Feature Pyramid Networks for Fast R-CNN

이번에는 Fast R-CNN에 FPN을 적용해본다. Fast R-CNN의 핵심은 RoI Pooling이며 RoI Pooling은 single scale feature map에서 수행된다. 따라서, Fast R-CNN에 FPN을 적용하기 위해선 각 pyramid level에서 서로 다른 scale의 RoI를 할당한다.
아래 공식은 RPN에서 만들어진 RoI의 크기에 따라 어떤 pyramid level에서 RoI Pooling을 수행할 것인지 결정하는 것. w, h는 RPN에 의해 그려진 RoI의 width, height (아래 수식에서 양옆에 사용된 기호는 대괄호가 아니라 소숫점 내림 연산)
```
k = \lfloor k_0 + log_2(\sqrt{wh}/224) \rfloor
```
224는 ImageNet pre-training size이며 k_0는 target level이다. ResNet 기반의 Faster R-CNN에서는 C_4 크기의 single-scale feature map을 사용하므로 여기서 k_0를 4로 설정한다.
만약 k=3이라면 해당 RoI는 P3 feature map을 가지고 RoI Pooling을 적용함
RoI Pooling을 통해 feature를 7x7 크기로 만들고 1024 f.c layer를 2개 붙인 다음 classification layer와 bounding box regression layer에 연결함

Experiments

Region Proposal with RPN

COCO에서 Average Recall을 평가함. AR_s, AR_m, AR_l은 small, medium, large object를 의미하며 AR^100, AR^1k는 proposal의 개수. “feature” column은 head 부분과 연결되는 feature map

FPN/Untitled%209.png

윗쪽 row에서 baseline on conv4, 5는 RPN을 어느 feature map에서 수행할 것인지 나눈 것. (a), (b) 둘다 hyper-parameter와 anchor{32^2, 64^2, 128^2, 256^2, 512^2}의 크기는 서로 같음. (a), (b)는 feature pyramid 구조 아님.
(b)가 (a)에 비해 이렇다 할 advantage가 없음. 즉 single higher-level feature map만으론 resolution과 strong semantic 사이의 trade-off가 잘 이루어지지 않는다.
FPN(c)을 적용했을 때 AR^1k가 8point가량 증가하였고 small object AR도 크게 증가하였음. 따라서 제안하는 FPN을 사용했을 때 object scale variation에 대해 robust한 결과를 보여줌

How important is top-down enrichment?

(d)는 top-down pathway없이 bottom-up pathway에서 lateral connection을 이용하여 feature pyramid 구조를 만든 모델.
(d)는 RPN과 비슷한 성능을 보여줌, FPN보다는 떨어짐.
top-down pathway를 사용하지 않고 bottom-up pathway에서 만들어진 pyramid feature들은 각 level간의 semantic gap이 크기 때문에 결과가 좋지 않은 것으로 추측

How important are lateral connections?

(e)는 top-down feature pyramid 방식인데 1x1 lateral connection을 사용하지 않은 모델.
top-down pyramid 구조이기 때문에 strong semantic feature를 갖지만 이러한 feature들이 down-sampling되고 up-sampling되는 빈도가 많기 때문에 feature의 location이 부정확해질 수 있음
location of feature는 finer level의 bottom-up feature에서 lateral connection을 통해 top-down map으로 전달되기 때문에 lateral connection을 사용하지 않으면 location 정보의 정확도가 떨어질 수 있다.
결과적으로 (e)는 FPN에 비해 AR^1k score가 10point가량 뒤떨어짐

How important are pyramid representations?

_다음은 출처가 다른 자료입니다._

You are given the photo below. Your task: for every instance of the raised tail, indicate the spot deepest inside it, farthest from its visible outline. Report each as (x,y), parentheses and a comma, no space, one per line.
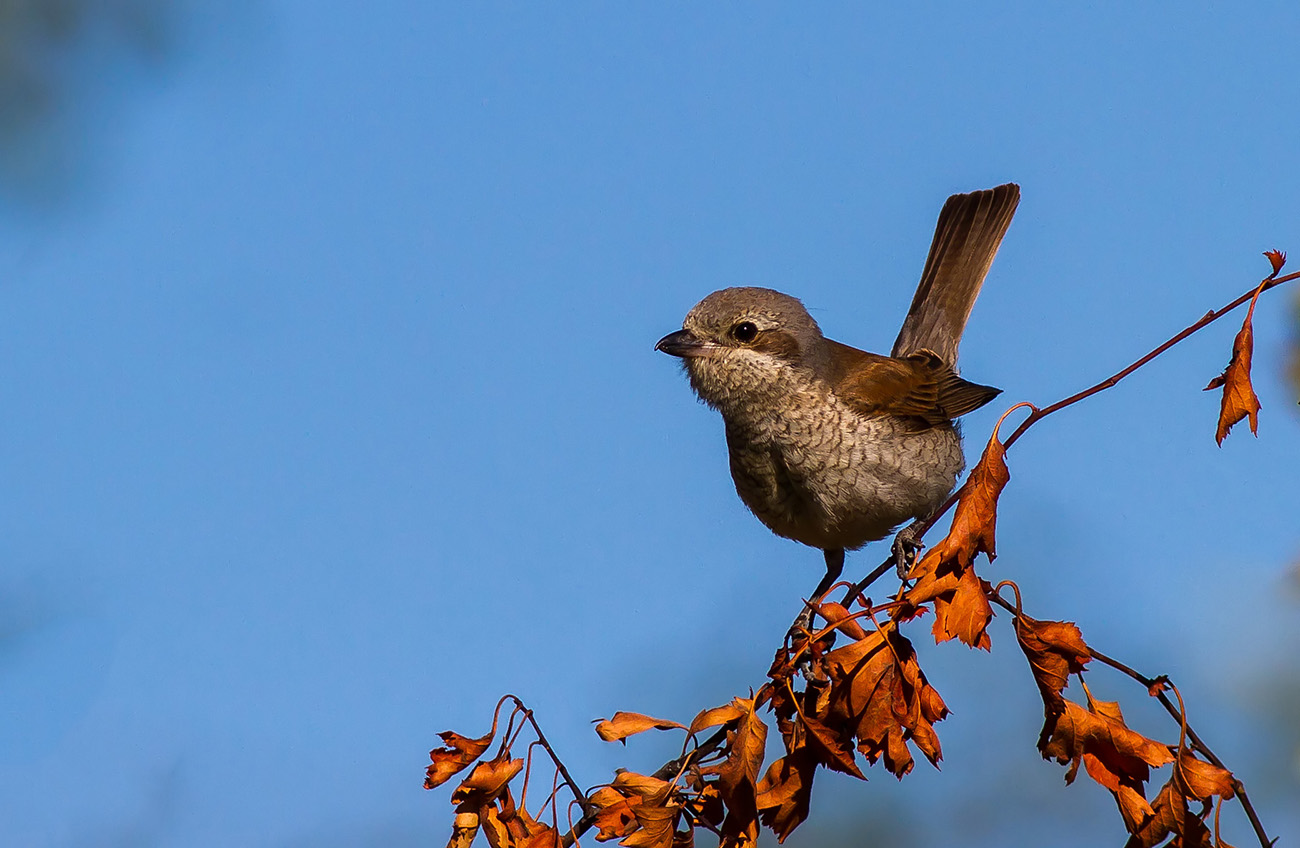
(966,238)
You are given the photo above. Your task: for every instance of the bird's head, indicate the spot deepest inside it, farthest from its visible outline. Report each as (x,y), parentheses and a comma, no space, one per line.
(745,346)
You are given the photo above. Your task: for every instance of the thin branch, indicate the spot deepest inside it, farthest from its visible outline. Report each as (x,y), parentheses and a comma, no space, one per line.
(1156,686)
(1209,318)
(1039,414)
(666,771)
(541,738)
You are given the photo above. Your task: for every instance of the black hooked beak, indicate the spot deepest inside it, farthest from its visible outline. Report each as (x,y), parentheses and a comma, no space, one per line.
(684,344)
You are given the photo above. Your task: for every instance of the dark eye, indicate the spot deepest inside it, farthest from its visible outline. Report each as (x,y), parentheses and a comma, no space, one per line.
(745,332)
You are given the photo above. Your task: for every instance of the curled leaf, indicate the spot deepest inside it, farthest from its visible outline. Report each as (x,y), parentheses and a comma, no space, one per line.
(975,519)
(1239,399)
(1054,650)
(624,725)
(784,792)
(459,752)
(486,782)
(716,715)
(1277,259)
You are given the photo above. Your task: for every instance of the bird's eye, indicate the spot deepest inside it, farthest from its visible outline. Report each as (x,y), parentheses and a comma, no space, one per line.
(745,332)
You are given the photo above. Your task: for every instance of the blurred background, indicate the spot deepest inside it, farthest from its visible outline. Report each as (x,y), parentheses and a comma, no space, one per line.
(330,411)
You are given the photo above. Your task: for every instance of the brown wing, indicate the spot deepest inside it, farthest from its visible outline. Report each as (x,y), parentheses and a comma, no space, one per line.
(966,238)
(919,388)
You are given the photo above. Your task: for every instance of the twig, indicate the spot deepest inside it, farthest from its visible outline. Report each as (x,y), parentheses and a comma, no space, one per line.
(559,766)
(667,770)
(1039,414)
(1156,687)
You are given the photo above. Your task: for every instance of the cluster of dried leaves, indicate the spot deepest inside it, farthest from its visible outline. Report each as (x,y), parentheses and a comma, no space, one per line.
(852,692)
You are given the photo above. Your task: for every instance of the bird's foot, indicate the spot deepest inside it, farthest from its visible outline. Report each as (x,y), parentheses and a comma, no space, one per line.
(906,548)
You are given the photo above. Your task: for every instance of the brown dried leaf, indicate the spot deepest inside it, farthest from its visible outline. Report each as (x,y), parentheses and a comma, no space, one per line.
(737,777)
(835,751)
(1170,817)
(486,782)
(614,817)
(464,827)
(1239,399)
(716,715)
(624,725)
(1054,650)
(975,519)
(545,836)
(880,696)
(657,826)
(1204,779)
(1113,755)
(649,790)
(963,614)
(784,792)
(835,613)
(459,752)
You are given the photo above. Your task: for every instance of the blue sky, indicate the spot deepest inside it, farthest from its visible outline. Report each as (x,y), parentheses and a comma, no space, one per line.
(332,410)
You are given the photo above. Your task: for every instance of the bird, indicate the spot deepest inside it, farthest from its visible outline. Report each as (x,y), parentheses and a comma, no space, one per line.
(830,445)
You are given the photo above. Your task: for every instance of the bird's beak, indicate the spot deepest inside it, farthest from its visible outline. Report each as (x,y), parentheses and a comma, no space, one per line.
(684,344)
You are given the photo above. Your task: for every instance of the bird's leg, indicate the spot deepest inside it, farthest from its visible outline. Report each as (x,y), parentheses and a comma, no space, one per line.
(833,566)
(906,546)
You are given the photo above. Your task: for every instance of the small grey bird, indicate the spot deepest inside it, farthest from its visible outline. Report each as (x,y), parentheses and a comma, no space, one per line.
(830,445)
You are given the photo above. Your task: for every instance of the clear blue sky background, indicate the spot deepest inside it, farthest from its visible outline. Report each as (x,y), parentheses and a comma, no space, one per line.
(330,411)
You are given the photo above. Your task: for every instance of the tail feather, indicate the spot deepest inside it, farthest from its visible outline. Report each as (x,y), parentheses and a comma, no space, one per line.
(966,238)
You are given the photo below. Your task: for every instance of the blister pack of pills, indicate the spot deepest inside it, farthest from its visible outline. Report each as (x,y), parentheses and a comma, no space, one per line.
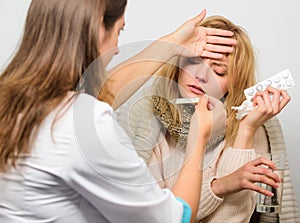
(282,80)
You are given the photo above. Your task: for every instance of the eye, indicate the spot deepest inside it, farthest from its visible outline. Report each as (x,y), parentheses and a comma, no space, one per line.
(221,74)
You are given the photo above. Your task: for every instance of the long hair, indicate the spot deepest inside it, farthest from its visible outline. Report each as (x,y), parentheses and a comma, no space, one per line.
(113,11)
(60,40)
(241,72)
(240,69)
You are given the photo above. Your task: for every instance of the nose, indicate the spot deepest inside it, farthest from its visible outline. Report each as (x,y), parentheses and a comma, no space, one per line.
(202,75)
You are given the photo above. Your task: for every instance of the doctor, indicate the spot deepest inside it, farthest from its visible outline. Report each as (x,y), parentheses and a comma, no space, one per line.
(62,156)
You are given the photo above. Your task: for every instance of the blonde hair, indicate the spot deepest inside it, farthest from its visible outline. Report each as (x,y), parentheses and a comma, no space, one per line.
(60,41)
(241,73)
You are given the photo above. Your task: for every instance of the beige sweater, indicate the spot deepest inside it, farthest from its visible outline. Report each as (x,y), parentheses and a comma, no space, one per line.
(165,162)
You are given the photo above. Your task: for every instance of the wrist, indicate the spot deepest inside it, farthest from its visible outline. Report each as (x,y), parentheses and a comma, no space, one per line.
(216,187)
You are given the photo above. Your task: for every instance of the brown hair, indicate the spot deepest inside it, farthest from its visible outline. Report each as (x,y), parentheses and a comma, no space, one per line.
(60,40)
(113,11)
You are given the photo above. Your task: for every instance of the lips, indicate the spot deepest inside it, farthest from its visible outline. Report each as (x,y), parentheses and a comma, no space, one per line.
(196,89)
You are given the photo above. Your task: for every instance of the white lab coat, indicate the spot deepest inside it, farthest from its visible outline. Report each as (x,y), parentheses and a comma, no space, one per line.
(84,169)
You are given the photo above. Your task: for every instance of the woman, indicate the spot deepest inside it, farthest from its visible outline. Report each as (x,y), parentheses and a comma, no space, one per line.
(61,157)
(230,167)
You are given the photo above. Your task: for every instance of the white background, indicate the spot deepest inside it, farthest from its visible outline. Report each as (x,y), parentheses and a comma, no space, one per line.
(271,24)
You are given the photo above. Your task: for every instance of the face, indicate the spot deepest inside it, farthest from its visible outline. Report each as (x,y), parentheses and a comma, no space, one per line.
(199,76)
(109,40)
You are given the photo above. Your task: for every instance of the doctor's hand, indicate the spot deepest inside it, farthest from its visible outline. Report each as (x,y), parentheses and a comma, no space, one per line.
(268,103)
(201,41)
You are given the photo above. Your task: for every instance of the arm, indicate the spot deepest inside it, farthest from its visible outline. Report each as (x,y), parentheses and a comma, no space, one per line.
(106,170)
(246,176)
(188,40)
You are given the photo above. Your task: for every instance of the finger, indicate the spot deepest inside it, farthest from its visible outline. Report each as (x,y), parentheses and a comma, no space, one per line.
(275,94)
(267,176)
(203,102)
(220,40)
(263,100)
(212,55)
(197,19)
(261,190)
(263,161)
(215,103)
(218,32)
(218,48)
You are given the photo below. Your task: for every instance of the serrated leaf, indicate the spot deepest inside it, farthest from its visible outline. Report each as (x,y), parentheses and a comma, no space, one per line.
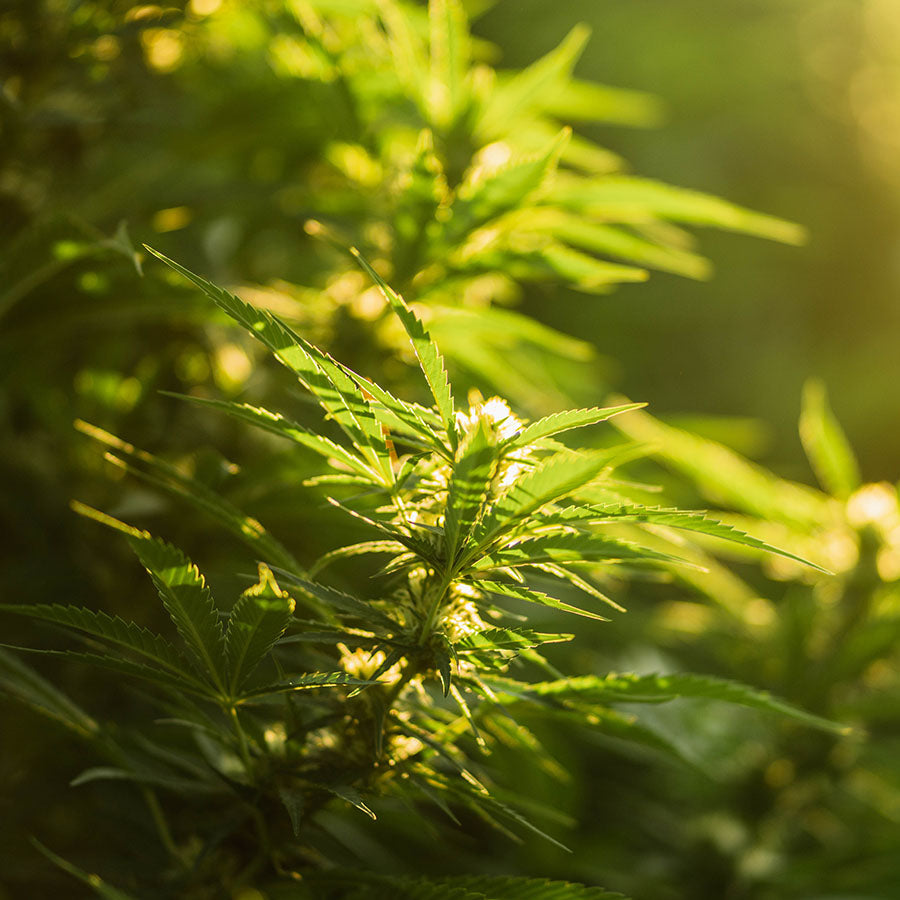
(316,370)
(170,479)
(585,272)
(505,639)
(827,448)
(112,629)
(469,486)
(533,86)
(727,478)
(627,198)
(22,682)
(566,421)
(578,232)
(551,480)
(532,596)
(93,881)
(449,57)
(478,202)
(178,685)
(506,887)
(570,548)
(358,549)
(350,795)
(342,602)
(430,359)
(258,620)
(154,779)
(686,520)
(629,688)
(187,599)
(304,682)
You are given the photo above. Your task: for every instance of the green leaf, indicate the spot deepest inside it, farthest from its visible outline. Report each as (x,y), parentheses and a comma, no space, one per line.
(505,639)
(531,596)
(407,419)
(316,370)
(350,795)
(302,683)
(571,548)
(187,599)
(687,520)
(258,620)
(449,53)
(518,96)
(430,359)
(22,682)
(827,448)
(342,602)
(629,199)
(470,482)
(507,188)
(628,688)
(608,240)
(176,684)
(275,423)
(727,478)
(566,421)
(551,480)
(167,477)
(112,629)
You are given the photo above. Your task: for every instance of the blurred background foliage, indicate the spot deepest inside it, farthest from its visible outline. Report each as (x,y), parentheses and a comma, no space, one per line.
(249,140)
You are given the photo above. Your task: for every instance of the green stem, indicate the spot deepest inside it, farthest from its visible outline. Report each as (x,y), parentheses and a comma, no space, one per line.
(434,609)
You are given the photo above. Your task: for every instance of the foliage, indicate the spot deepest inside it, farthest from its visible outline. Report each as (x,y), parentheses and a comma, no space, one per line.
(432,688)
(399,694)
(802,810)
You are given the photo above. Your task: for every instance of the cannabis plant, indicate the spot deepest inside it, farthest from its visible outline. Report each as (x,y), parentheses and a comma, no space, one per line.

여러 pyramid level의 feature를 사용하는 것이 아니라 하나의 feature만 사용했을 때(P2)
single-scale baseline과 비슷하게 P2 feature map에서만 anchor를 할당함. (f)는 (a), (b)보단 성능이 좋음. 이는 RPN이 고정된 window size로 sliding 하지만 여러 pyramid level로 부터 만들어진 feature map에서 scanning하는 것이 scale variance 측면에서 더 robust하기 때문. 어쨌거나 FPN보다는 성능이 안 좋음
P2의 spatial size가 매우 크기 때문에 상당히 많은 750k 개의 anchor를 사용했음에도 불구하고 성능이 개선되지 않았다는 점에서 단순히 anchor 개수가 많다고 성능이 올라가는 것은 아님

Object Detection with Fast/Faster R-CNN

proposal 방법을 Table 1의 (c)에 사용된 proposal로 fix해놓고 비교함

FPN/Untitled%2010.png

(a)는 C_4 feature map에 conv layer를 추가하여 head로 연결, 나머지는 “feature” column의 feature map에 2f.c layer 연결
(a), (b)보다 (c)에서 모든 성능 개선이 이루어짐. 제안하는 feature pyramid 방식은 region-base object detector에서도 효과적임을 보여줌

Faster R-CNN (on consistent proposals)

baseline (a), (b) (multi-scale anchor box)가 기존의 Faster R-CNN보다 AP@0.5 성능이 좋음. 그 이유는 600x600이 아닌 800x800 image를 input으로 사용했다는 점, 이미지 하나에서 512개의 RoI를 사용했다는 점, 4개가 아닌 5개의 multi-scale anchor를 사용했다는 점, 테스트 시 이미지 당 1000개의 proposal을 사용했다는 점에서 성능이 향상됨

Extensions: Segmentation Proposals

FPN을 Segmentation에도 적용했을 때

Conclusions

CNN 안에 feature pyramid 구조를 만드는 심플한 framework을 제안함
다양한 실험과 competitions에서 FPN을 사용했을 때 성능이 증가함을 보여줌. 따라서 제안하는 feature pyramid solution은 image pyramid 같이 추가적인 computing 필요 없이도research, application에 적용할 수 있는 효과적인 solution임
또한 Deep CNN은 strong representational power와 scale variation에 대한 robustness를 가지고 있지만 pyramid representation을 사용하여 multi-scale problem을 다루는 것이 중요하다는 것을 보여줌

References

https://medium.com/@jonathan_hui/understanding-feature-pyramid-networks-for-object-detection-fpn-45b227b9106c

Feature Pyramid Networks for Object Detection

Abstract

Introduction

Feature Pyramid Networks

Bottom-up pathway

Top-down pathway and lateral connections

Applications

Feature Pyramid Networks for RPN(Region Proposal Network)

Feature Pyramid Networks for Fast R-CNN

Experiments

Region Proposal with RPN

How important is top-down enrichment?

How important are lateral connections?

How important are pyramid representations?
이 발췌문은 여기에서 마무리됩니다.